As long as expressions are free of side-effects, parallelization is easy. For the multicore shared memory case, parallelization is almost trivial, with different threads doing different parts of the comprehension. One question to think about is where in the compiler passes should the decision for parallelization occur? Should it occur after the comprehensions have been simplified and converted into loops? Should it happen after the comprehension simplification but before the conversion into loops? What kind of a parallel runtime is necessary to implement this quickly with low overhead?

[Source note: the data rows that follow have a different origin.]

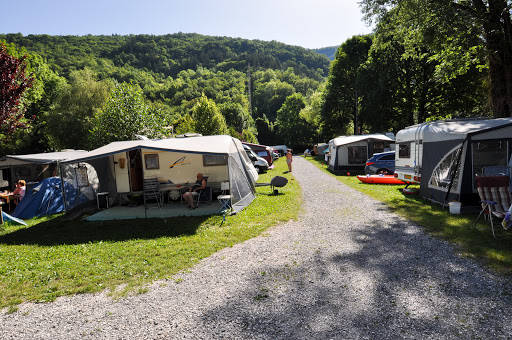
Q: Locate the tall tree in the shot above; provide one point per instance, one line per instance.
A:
(124, 116)
(207, 117)
(341, 97)
(457, 29)
(292, 127)
(13, 84)
(70, 120)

The distributed memory case brings a few more challenges. Consider the simple case of the matrix transpose. In distributed memory, this can entail a lot of communication, and clearly, communicating one scalar at a time, although massively parallel, is also massively slow. For distributed memory, perhaps an additional compiler pass may be necessary to deal with locality and distribution information, to schedule all the communication. In any case, a basic Global Address Space (GAS) with non-blocking send/recv is the minimal infrastructure that is necessary for something like this.